On a beaucoup parlé jusqu'à présent de financements publics ou parapublics, mais je voudrais insister sur le fait que le décalage entre les investissements et les besoins provient en majeure partie d'un déficit de financement privé. Il faut donc absolument arriver à mobiliser les financements des banques, des compagnies d'assurance et autres investisseurs.
Ce déficit d'investissement privé me semble résulter d'une double défaillance. D'une part, la défaillance des autorités publiques en matière d'envoi de signaux clairs. Pour que les acteurs économiques de l'économie réelle et les acteurs de l'économie financière s'engagent en faveur de la transition énergétique, ils ont besoin d'une stratégie. La transition énergétique est en effet un phénomène complexe, qui va modifier tous les secteurs de l'économie, nos modes de vie et de consommation. On ne peut donc être opérationnels sans une vision globale de long terme.

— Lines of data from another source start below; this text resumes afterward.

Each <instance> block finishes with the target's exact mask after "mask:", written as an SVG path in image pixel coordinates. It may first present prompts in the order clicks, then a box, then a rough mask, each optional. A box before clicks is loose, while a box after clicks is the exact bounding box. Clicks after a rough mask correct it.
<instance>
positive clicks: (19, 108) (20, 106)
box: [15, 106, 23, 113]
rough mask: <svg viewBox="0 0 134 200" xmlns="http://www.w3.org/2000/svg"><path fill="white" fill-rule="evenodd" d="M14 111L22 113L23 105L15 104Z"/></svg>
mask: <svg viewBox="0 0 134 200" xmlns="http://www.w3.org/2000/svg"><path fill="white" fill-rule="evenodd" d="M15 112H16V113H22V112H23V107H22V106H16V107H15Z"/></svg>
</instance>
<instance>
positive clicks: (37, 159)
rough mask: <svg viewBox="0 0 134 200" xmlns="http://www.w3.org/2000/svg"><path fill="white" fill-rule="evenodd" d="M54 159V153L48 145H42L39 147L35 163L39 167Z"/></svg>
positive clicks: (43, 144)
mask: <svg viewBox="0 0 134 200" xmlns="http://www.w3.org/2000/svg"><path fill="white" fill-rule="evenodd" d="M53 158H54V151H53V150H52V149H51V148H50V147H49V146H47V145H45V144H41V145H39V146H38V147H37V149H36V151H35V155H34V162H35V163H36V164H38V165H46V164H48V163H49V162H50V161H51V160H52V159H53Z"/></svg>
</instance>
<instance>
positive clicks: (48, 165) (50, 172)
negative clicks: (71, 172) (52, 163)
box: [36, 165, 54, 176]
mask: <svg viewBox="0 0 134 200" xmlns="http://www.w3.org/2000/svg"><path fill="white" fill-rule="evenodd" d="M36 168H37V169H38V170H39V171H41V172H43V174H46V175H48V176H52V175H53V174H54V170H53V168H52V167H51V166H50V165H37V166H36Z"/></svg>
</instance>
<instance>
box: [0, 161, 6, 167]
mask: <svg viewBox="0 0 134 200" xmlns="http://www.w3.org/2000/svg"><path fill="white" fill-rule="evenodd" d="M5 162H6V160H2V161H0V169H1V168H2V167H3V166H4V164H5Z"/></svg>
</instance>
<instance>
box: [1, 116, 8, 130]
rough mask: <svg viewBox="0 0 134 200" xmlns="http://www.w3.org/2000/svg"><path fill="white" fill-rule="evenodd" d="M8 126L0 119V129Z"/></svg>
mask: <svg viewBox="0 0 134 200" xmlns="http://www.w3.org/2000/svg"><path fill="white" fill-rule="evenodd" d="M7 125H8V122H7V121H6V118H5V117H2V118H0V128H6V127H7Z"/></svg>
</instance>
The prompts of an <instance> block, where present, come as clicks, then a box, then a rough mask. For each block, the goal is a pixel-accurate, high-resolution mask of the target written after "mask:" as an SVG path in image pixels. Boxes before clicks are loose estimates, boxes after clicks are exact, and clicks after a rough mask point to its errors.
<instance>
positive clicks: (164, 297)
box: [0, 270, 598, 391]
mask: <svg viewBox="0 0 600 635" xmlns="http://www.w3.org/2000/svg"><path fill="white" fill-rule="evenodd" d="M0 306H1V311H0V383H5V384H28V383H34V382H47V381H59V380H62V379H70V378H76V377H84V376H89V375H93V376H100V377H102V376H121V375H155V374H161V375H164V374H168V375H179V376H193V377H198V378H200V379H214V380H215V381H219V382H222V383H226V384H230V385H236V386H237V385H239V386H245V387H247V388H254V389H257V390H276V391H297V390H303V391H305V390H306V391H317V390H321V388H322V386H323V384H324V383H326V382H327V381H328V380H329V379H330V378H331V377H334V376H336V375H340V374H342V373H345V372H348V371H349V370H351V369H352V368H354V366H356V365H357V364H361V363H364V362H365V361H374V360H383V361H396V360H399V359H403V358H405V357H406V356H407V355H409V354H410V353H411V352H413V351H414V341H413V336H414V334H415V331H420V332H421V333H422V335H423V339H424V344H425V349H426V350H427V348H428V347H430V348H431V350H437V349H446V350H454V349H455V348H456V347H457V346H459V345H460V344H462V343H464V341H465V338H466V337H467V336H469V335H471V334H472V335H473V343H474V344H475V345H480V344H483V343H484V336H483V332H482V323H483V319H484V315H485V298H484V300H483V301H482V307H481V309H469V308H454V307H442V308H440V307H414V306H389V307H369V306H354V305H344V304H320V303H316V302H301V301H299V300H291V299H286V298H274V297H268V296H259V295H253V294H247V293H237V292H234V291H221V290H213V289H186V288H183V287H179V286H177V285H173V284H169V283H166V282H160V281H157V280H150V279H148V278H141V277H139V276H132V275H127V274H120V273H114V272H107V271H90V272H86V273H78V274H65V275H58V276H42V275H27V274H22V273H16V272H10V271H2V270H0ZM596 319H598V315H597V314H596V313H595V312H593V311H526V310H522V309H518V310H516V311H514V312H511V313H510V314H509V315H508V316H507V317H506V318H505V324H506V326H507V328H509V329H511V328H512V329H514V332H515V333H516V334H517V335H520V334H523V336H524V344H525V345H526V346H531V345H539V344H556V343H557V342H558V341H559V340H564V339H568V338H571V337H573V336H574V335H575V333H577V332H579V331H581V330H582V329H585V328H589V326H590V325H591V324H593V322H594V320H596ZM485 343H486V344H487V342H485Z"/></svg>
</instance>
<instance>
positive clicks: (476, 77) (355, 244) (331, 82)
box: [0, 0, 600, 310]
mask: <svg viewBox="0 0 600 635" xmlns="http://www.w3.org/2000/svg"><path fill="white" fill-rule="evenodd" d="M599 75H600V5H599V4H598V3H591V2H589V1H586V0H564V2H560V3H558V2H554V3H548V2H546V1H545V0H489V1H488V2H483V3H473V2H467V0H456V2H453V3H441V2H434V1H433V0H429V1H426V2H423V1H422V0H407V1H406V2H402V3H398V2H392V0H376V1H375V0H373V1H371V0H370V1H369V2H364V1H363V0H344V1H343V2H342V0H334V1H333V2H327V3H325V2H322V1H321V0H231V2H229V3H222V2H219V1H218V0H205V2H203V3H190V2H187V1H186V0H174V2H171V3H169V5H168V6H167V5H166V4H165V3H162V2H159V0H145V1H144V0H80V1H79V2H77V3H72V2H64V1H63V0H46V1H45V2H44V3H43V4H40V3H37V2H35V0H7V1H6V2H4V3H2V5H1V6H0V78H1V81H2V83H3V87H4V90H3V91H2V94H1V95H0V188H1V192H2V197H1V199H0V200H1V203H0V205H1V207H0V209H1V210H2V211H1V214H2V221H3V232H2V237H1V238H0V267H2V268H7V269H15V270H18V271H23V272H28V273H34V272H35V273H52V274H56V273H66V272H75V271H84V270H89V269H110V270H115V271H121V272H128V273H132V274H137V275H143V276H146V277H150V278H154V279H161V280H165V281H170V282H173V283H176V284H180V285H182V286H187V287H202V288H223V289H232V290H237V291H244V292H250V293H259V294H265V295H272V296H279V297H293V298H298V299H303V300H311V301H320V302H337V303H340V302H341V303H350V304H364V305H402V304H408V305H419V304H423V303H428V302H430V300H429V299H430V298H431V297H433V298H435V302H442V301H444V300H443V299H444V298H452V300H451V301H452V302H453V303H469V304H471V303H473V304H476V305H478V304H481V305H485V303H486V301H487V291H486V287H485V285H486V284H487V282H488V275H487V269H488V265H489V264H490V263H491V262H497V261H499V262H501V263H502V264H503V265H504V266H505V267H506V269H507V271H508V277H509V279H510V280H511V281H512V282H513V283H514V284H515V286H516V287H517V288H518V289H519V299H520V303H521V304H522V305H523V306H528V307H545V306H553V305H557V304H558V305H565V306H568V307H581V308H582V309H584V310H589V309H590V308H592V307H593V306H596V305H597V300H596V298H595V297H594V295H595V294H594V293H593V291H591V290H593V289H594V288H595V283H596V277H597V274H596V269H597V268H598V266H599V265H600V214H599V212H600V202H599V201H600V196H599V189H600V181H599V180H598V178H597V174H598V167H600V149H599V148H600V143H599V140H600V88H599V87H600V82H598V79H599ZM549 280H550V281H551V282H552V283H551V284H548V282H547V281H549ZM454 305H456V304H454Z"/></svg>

La seconde défaillance que je constate est celle des marchés, les prix et les taux d'intérêt actuels ne reflétant absolument pas les risques climatiques tels qu'on peut les percevoir. Cela s'explique, d'une part, par le fait que l'horizon des acteurs financiers est un horizon à court terme tandis que les risques climatiques s'inscrivent dans un horizon à moyen et long termes, et, d'autre part, par le fait que les méthodologies d'évaluation de ces risques ne sont pas encore au point.
Quelles solutions pouvons-nous envisager ? Premièrement, les pouvoirs publics doivent envoyer des signaux clairs. La définition de plans de transition sectoriels, tels que celui sur lequel travaille l'ADEME, pourrait être un signal très important pour les acteurs économiques, dès l'instant où l'ensemble des pouvoirs publics s'appuieraient dessus, afin de leur donner une véritable crédibilité. Deuxièmement, pour que les acteurs financiers prennent réellement en compte les risques climatiques, il faut certainement accélérer le développement de méthodologies robustes et convergentes pour les évaluer. L'intervention des régulateurs et des superviseurs, dans un contexte d'urgence, est certainement un levier très important.
Au-delà, il faut mobiliser des ressources publiques pour réduire les risques d'un certain nombre d'investissements et leurs coûts. Certains projets verts trouveront des financements tout seuls, presque naturellement, auprès des acteurs privés ; d'autres auront besoin de l'intervention publique pour leur apporter une garantie et réduire leurs coûts. En France, les montants de l'épargne réglementée sont très importants. Aussi faut-il certainement réfléchir à la façon de mieux mobiliser une partie de ces fonds au service de la transition énergétique, comme la loi PACTE a commencé à le faire. Cette question renvoie aussi à des points qui ont déjà été évoqués : les labels, la lisibilité ou encore l'information des consommateurs.